Source code for Web Search Engines at NYU in Fall, 2014.
Project with Tyler Palsulich AND Chen Khen Price
Install Maven then compile everything with mvn clean package
.
java -jar target/search-engine-.1-SNAPSHOT-jar-with-dependencies.jar --mode=mining --options=conf/engine.conf
The pagerank scores are output to the 'data/pagerank' folder (created if does not exist), and written as serialized objects. The numviews data is output to the 'data/log' folder. It is also written as a serialized object.
These are deserialized and loaded at serve time.
Lambda 0.9 and two iterations were chosen since this setting gave the highest Spearman score (see Section 3). So for this data set (corpus + log), a relatively low weighting for the 'random surfing' influence, coupled with the impact of the link network's propagation effects, led to a seemingly better prediction of the browsing behavior as recorded by the click log.

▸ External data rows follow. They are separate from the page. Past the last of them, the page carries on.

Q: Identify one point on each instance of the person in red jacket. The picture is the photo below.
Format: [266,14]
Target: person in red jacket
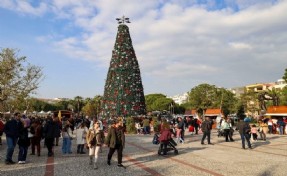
[1,130]
[165,136]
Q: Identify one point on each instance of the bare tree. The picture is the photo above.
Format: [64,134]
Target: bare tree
[18,78]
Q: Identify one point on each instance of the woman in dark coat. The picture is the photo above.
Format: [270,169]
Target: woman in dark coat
[23,142]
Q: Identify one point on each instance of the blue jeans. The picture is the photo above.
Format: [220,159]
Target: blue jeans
[146,129]
[66,146]
[281,130]
[22,153]
[243,137]
[11,144]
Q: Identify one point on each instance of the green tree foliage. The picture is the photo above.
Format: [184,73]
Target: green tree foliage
[18,78]
[158,102]
[78,103]
[150,99]
[250,101]
[92,107]
[206,96]
[228,102]
[285,75]
[202,97]
[123,94]
[130,125]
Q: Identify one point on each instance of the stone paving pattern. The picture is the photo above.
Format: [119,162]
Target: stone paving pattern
[268,158]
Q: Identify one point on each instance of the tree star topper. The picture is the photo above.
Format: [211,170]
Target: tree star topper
[123,20]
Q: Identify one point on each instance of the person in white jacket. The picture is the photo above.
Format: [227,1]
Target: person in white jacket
[67,138]
[81,133]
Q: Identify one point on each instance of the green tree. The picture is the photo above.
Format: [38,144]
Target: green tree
[78,103]
[150,99]
[202,97]
[228,102]
[18,78]
[285,76]
[92,107]
[250,101]
[159,102]
[123,94]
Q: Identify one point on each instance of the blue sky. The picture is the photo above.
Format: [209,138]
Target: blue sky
[179,43]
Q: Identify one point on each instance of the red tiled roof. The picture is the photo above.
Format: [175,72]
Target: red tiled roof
[190,112]
[212,111]
[277,109]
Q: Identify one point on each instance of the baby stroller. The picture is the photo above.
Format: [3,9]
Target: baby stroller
[220,132]
[170,145]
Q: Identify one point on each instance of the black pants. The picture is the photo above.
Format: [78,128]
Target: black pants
[80,148]
[163,147]
[49,143]
[227,134]
[206,134]
[182,134]
[119,149]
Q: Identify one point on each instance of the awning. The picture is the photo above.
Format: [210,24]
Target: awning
[275,114]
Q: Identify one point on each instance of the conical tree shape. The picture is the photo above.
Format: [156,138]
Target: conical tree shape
[123,95]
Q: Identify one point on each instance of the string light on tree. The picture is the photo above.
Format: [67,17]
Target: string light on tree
[123,95]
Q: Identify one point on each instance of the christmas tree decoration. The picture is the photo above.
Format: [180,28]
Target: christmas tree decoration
[123,93]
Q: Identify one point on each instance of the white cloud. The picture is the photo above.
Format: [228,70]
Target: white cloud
[25,7]
[240,45]
[176,40]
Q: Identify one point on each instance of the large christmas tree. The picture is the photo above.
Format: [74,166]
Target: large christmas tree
[123,95]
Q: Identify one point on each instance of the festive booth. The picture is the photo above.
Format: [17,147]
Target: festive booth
[213,114]
[276,112]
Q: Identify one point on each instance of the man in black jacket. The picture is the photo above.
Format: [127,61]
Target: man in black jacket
[206,127]
[244,130]
[115,140]
[49,134]
[11,129]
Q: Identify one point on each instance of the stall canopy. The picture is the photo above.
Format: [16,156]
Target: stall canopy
[276,111]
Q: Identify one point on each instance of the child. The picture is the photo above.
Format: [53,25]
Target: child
[191,129]
[254,132]
[178,135]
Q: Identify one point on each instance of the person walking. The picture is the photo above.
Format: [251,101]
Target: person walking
[115,140]
[95,139]
[24,141]
[49,135]
[206,127]
[146,126]
[1,130]
[12,131]
[37,136]
[244,131]
[67,138]
[263,129]
[165,136]
[58,128]
[181,126]
[81,133]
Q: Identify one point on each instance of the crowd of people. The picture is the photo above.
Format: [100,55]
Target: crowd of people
[87,133]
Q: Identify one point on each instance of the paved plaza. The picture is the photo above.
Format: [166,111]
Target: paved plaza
[141,158]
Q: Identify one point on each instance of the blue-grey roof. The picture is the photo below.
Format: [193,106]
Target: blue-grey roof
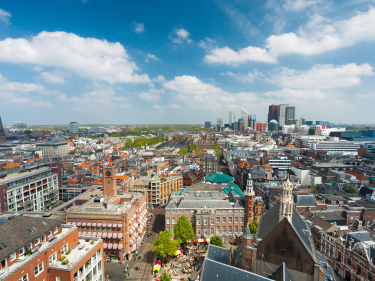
[281,274]
[216,271]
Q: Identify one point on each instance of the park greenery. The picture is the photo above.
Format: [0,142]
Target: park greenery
[183,230]
[253,227]
[216,240]
[164,244]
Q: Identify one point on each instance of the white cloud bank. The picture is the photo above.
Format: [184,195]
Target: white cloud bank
[86,57]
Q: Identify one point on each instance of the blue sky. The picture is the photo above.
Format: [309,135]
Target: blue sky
[148,62]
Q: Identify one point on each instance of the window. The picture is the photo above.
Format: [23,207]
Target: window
[64,249]
[52,258]
[24,278]
[38,269]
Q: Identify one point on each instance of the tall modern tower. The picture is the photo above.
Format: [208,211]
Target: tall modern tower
[2,133]
[232,117]
[245,116]
[282,111]
[273,113]
[290,113]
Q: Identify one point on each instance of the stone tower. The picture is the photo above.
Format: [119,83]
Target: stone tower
[286,202]
[249,201]
[2,133]
[109,181]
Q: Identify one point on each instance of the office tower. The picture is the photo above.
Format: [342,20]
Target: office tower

That said, having a lower lambda value may sometimes be better. Other factors, like the user's changing interests in a given session session and short attention span may be accounted for more accurately by giving randomness a heavier weight. Additionally, research shows that choosing a lambda to close to 1 may lead to large fluxuation between iterations of the pagerank algorithm.
A dynamic search engine can therefore have an adaptive lambda that reacts to the behavior recorded in the click logs.
time java -Xmx512m -jar target/search-engine-.1-SNAPSHOT-jar-with-dependencies.jar --mode=index --options=conf/engine.conf
java -Xmx512m -jar target/search-engine-.1-SNAPSHOT-jar-with-dependencies.jar --mode=serve --port=25812 --options=conf/engine.conf
curl "localhost:25812/search?query=george+herbert+walker+bush&ranker=comprehensive&format=text"
Or visit localhost:25812/search?query=%22web+search%22+google&ranker=comprehensive&format=html
in a browser.
java -cp target/classes edu.nyu.cs.cs2580.Spearman [path to pageranks_lambda09_twoIterations] [path to numviews.serialized]
Results with different pagerank settings: lambda(0.1) iterations(1) score: 0.458579 lambda(0.1) iterations(2) score: 0.458583 lambda(0.9) iterations(1) score: 0.458549 lambda(0.9) iterations(2) score: 0.458745
java -Xmx512m -jar target/search-engine-.1-SNAPSHOT-jar-with-dependencies.jar --mode=serve --port=25812 --options=conf/engine.conf
curl "localhost:25812/prf?query=google&ranker=comprehensive&numdocs=10&numterms=20"
./test_bhattacharyya.bsh
Crawler: java -classpath crawler4j-3.6-SNAPSHOT-jar-with-dependencies.jar edu.uci.ics.crawler4j.examples.multiple.CrawlerControllerFinalProject
First, we create temporary indices for groups of D documents. Then, those temporary indices are merged into a single large index with no repeats. Then that large index is written out to smaller indices split by token with ~1 MB per file. During serving, these indices are loaded on demand and cached in memory.
Compression is done at the last step -- when we are writing the ~1 MB final index files. This simplifies the compression logic a lot, since the Indexer doesn't have to think about how to write to the file -- just how to split its posting list into bytes during indexing and split the bytes into a posting list during serving.
For homework 2, we wrote all of our posting lists as strings. But, for homework 3, we converted our Indexers to write and read raw bytes, since it ends up taking less space. Our final index (no document to frequencies) is 87 MB. This isn't ideal. But, it's still pretty good compression from a 1.1 GB corpus. We could improve the compression by changing the format of the posting lists to "[list of doc ids] [list of number of occurrences] [list of occurrences]" since that would allow for better delta encoding. But, that's not needed.
We didn't compress our data for PRF calculation. That could be another optimization. But, it wasn't necessary.